Question about the batch part
SirRob1997 opened this issue · 1 comments
The implementation of the batching part seems quite unintuitive for me, maybe you can clear up some of my understanding:
We calculate the before_vector
and after_vector
which represent the class probabilities for the correct class before and after applying the masking for certain samples inside each batch.
Next, we subtract the before_vector
from the after_vector
which means entries in change_vector
represent if the masking makes our classifier more / less certain about the correct class for that specific sample. This is represented by negative (more) and positive (less) values inside change_vector
.
We are only interested in the positive values, cases where masking decreases confidence, hence we calculate the threshold for Top-p according to only the positive values as done in L.134 and in L.135.
Next, we check which entries are greater than our threshold in L.136, this yields a binary mask.
This is where my question comes in:
L.137 basically inverts the mask. So instead of reverting the masking for Top-p percentage of samples where it decreases confidence, we are now reverting it for all samples besides Top-p?

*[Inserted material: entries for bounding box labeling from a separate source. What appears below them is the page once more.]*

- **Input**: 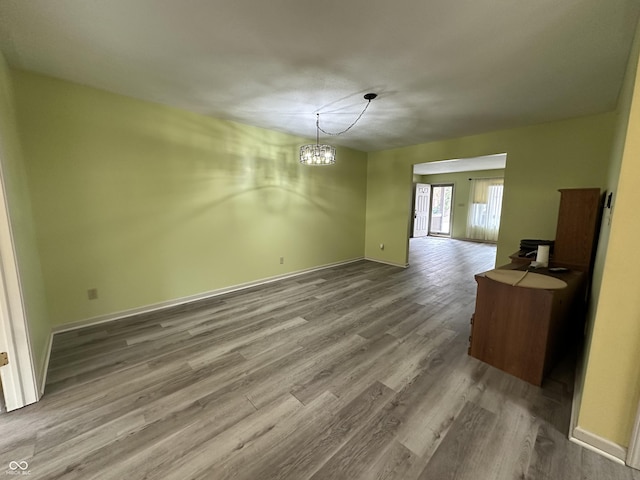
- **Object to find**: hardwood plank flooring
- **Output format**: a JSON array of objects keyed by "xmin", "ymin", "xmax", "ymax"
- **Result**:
[{"xmin": 0, "ymin": 238, "xmax": 640, "ymax": 480}]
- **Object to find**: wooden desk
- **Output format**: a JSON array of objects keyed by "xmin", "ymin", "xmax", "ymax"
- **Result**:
[{"xmin": 469, "ymin": 264, "xmax": 585, "ymax": 385}]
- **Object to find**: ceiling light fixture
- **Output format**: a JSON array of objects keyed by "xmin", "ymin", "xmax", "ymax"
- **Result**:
[{"xmin": 300, "ymin": 93, "xmax": 378, "ymax": 166}]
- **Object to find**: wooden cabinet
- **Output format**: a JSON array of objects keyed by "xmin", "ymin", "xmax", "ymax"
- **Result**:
[
  {"xmin": 553, "ymin": 188, "xmax": 602, "ymax": 272},
  {"xmin": 469, "ymin": 188, "xmax": 602, "ymax": 385},
  {"xmin": 469, "ymin": 271, "xmax": 585, "ymax": 385}
]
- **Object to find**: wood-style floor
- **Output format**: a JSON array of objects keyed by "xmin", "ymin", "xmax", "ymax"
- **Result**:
[{"xmin": 0, "ymin": 238, "xmax": 640, "ymax": 480}]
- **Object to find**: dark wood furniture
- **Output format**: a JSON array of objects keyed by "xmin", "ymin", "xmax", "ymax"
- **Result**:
[
  {"xmin": 469, "ymin": 188, "xmax": 602, "ymax": 385},
  {"xmin": 469, "ymin": 267, "xmax": 585, "ymax": 385},
  {"xmin": 553, "ymin": 188, "xmax": 602, "ymax": 272}
]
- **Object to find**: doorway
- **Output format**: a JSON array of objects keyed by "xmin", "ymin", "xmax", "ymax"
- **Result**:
[{"xmin": 429, "ymin": 183, "xmax": 453, "ymax": 237}]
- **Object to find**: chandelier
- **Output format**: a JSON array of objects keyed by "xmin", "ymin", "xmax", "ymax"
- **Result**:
[{"xmin": 300, "ymin": 93, "xmax": 378, "ymax": 166}]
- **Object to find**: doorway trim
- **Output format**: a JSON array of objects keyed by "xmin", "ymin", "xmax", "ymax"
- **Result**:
[
  {"xmin": 0, "ymin": 165, "xmax": 40, "ymax": 411},
  {"xmin": 427, "ymin": 182, "xmax": 456, "ymax": 238},
  {"xmin": 626, "ymin": 404, "xmax": 640, "ymax": 470}
]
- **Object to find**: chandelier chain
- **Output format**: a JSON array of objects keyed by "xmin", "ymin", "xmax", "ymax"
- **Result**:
[{"xmin": 316, "ymin": 98, "xmax": 372, "ymax": 137}]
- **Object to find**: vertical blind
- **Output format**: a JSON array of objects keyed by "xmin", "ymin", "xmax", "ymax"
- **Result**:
[{"xmin": 467, "ymin": 178, "xmax": 504, "ymax": 242}]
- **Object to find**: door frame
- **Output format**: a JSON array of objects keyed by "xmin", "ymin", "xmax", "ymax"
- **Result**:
[
  {"xmin": 0, "ymin": 168, "xmax": 40, "ymax": 411},
  {"xmin": 427, "ymin": 183, "xmax": 456, "ymax": 237}
]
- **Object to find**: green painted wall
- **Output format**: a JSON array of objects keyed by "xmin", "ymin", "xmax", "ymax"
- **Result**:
[
  {"xmin": 578, "ymin": 15, "xmax": 640, "ymax": 447},
  {"xmin": 365, "ymin": 113, "xmax": 615, "ymax": 264},
  {"xmin": 419, "ymin": 169, "xmax": 504, "ymax": 239},
  {"xmin": 14, "ymin": 72, "xmax": 367, "ymax": 325},
  {"xmin": 0, "ymin": 53, "xmax": 51, "ymax": 381}
]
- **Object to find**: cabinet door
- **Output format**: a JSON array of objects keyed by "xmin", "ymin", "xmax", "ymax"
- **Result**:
[{"xmin": 553, "ymin": 188, "xmax": 601, "ymax": 272}]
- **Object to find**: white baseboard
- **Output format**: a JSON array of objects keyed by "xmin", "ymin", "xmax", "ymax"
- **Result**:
[
  {"xmin": 47, "ymin": 257, "xmax": 364, "ymax": 334},
  {"xmin": 364, "ymin": 257, "xmax": 409, "ymax": 268},
  {"xmin": 569, "ymin": 427, "xmax": 627, "ymax": 465}
]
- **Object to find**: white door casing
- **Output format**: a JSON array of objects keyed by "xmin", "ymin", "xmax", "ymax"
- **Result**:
[
  {"xmin": 0, "ymin": 165, "xmax": 39, "ymax": 411},
  {"xmin": 413, "ymin": 183, "xmax": 431, "ymax": 237}
]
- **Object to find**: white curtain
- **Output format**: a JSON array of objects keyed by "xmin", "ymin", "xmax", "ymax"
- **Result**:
[{"xmin": 467, "ymin": 178, "xmax": 504, "ymax": 242}]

Am I correct on this? Why was this done? For self-challenging, applying the masking for Top-p percentage of the samples with negative values seems more intuitive.
Also, while you're at it:
What is the purpose of subtracting 1e-5 in L.133? For me, this seems like a "threshold" (epsilon) i.e. the minimum confidence change to keep the masking. How did the performance change without it? In theory, this would be another hyperparameter
Hi, thanks for your question. L.138 nonzero function inverts the mask again, so it means masking for Top-p percentage of the samples. Do I explain it clearly?
About the purpose of subtracting 1e-5, I just try to avoid some corner cases, for example, if change_vector's elements are all zero.